Apple’s new operating system, Mac OS X Lion, will come with a bunch of new features and user interface tweaks. Most of them can be found on the company’s website and seen in the official promotion video for the new OS.

One feature that hasn’t had a lot of attention yet is the so-called “Restart to Safari” option. This feature can be found on Lion’s new user lock screen and allows the user to restart their Mac and boot directly into Safari. The Mac then functions as a direct window to the Internet and nothing else, since nothing else has been booted.

If you start your Mac into this web-only mode, you won’t need to log in with a user account. This means that all the user’s data is safe and can’t be accessed and used (including your Safari history and bookmarks). Your Mac basically turns into a web browser.

We’ve seen this kind of approach to an operating system with Google’s Chrome OS, which will run on Chromebooks and is actually nothing other than an advanced version of Google Chrome. Google’s vision behind this approach to computing is the complete move into the cloud where the cloud (or the Internet) is your OS.

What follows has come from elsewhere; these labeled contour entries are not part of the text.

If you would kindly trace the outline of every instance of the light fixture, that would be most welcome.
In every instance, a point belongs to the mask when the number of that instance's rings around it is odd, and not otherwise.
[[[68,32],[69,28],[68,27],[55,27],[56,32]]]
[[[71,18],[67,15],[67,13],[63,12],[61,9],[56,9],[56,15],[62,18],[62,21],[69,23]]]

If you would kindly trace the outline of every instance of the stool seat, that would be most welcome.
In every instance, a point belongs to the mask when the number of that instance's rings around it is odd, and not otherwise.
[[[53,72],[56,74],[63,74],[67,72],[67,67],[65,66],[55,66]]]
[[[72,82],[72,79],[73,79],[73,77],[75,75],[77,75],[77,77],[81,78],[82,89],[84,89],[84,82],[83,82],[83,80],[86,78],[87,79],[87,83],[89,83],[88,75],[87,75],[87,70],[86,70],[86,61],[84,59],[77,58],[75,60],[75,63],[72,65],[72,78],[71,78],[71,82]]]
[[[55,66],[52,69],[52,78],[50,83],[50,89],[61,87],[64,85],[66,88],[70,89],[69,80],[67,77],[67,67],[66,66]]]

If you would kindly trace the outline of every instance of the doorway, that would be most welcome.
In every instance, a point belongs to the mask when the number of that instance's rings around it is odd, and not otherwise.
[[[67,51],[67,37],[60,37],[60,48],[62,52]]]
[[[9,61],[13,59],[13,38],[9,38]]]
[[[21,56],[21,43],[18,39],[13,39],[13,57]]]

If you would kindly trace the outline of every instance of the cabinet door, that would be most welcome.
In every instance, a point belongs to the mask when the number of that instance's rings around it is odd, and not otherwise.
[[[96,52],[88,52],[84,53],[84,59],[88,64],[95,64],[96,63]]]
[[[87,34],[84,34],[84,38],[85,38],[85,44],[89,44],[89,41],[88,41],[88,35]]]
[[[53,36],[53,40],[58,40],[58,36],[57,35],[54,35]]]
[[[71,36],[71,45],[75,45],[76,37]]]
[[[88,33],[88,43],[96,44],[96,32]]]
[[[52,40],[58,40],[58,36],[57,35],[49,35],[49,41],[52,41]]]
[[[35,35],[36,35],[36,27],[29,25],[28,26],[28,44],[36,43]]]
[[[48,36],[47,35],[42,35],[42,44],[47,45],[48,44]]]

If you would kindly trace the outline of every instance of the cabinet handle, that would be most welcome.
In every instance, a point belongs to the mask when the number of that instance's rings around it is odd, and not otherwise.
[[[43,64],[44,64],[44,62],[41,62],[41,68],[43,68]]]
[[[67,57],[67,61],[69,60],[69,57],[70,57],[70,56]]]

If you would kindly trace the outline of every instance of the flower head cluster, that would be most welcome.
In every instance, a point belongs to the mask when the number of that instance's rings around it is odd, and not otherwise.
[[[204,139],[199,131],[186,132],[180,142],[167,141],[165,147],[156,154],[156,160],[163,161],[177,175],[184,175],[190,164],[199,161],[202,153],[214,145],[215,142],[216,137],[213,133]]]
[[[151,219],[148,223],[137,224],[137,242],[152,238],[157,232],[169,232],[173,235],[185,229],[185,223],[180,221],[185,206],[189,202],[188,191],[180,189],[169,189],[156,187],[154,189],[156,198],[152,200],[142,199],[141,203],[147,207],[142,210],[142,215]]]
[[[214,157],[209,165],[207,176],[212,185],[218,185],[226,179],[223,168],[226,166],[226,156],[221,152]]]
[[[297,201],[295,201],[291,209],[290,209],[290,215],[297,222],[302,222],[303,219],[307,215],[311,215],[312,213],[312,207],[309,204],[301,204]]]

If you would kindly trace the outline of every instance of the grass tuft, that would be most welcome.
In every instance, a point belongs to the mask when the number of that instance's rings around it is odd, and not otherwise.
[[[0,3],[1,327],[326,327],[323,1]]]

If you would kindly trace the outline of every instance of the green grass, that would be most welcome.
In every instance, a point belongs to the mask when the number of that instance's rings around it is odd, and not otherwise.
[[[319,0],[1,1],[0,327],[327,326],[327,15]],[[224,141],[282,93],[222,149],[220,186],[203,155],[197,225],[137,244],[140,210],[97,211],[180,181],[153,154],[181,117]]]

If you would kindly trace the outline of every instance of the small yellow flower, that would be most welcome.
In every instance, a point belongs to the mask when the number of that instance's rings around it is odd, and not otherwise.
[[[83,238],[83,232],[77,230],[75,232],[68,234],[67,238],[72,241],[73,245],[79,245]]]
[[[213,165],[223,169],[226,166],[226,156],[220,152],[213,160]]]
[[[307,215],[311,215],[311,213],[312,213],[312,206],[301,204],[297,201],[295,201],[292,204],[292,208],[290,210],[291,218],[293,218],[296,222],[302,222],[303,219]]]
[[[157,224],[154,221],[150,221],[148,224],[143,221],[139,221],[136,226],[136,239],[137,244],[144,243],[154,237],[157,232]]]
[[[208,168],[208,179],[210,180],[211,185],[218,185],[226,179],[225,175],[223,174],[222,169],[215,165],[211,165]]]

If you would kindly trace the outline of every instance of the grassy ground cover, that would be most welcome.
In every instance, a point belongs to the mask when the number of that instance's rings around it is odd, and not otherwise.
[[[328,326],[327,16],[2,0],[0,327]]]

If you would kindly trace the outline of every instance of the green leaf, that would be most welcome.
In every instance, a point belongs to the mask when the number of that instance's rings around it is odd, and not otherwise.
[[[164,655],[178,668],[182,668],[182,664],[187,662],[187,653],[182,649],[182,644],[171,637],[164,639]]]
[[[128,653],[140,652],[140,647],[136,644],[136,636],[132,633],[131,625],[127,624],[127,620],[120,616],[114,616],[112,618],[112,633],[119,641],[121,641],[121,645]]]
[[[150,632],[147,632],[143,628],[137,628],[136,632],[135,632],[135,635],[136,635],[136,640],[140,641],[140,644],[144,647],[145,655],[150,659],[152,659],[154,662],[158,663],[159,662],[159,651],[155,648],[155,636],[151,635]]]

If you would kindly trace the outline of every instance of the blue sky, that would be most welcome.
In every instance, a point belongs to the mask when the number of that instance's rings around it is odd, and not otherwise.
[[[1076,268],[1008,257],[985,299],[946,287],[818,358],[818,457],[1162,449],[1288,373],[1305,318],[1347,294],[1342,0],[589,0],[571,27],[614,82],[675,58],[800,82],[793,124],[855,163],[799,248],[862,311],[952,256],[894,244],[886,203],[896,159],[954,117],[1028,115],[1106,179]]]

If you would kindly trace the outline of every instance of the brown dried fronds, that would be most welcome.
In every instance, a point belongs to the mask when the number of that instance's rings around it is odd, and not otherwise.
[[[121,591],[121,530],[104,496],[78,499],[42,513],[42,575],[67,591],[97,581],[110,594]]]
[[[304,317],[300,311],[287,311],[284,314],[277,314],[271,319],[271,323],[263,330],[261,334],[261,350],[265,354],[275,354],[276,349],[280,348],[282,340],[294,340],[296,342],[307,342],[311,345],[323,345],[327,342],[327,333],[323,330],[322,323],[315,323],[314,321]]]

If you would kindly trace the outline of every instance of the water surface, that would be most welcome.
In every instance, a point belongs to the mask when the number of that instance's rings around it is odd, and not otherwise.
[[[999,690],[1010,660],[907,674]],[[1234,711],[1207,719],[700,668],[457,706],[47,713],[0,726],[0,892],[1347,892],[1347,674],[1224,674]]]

Apple clearly isn’t trying to compete with Google’s Chrome OS (at least not yet), otherwise they wouldn’t have announced Mac OS X Lion as the operating system it is. This new “Restart to Safari” feature is more of a rescue feature, as Apple announced it as a part of the also new “Find my Mac” feature. According to this post in the MacRumors comments, this feature’s whole purpose is to get potential thieves to use Safari to connect to the Internet, so that the Mac can be localised and found.

But it’s also really useful if someone asks you to use your Mac to just “check emails real quick.” Don’t we all hate that?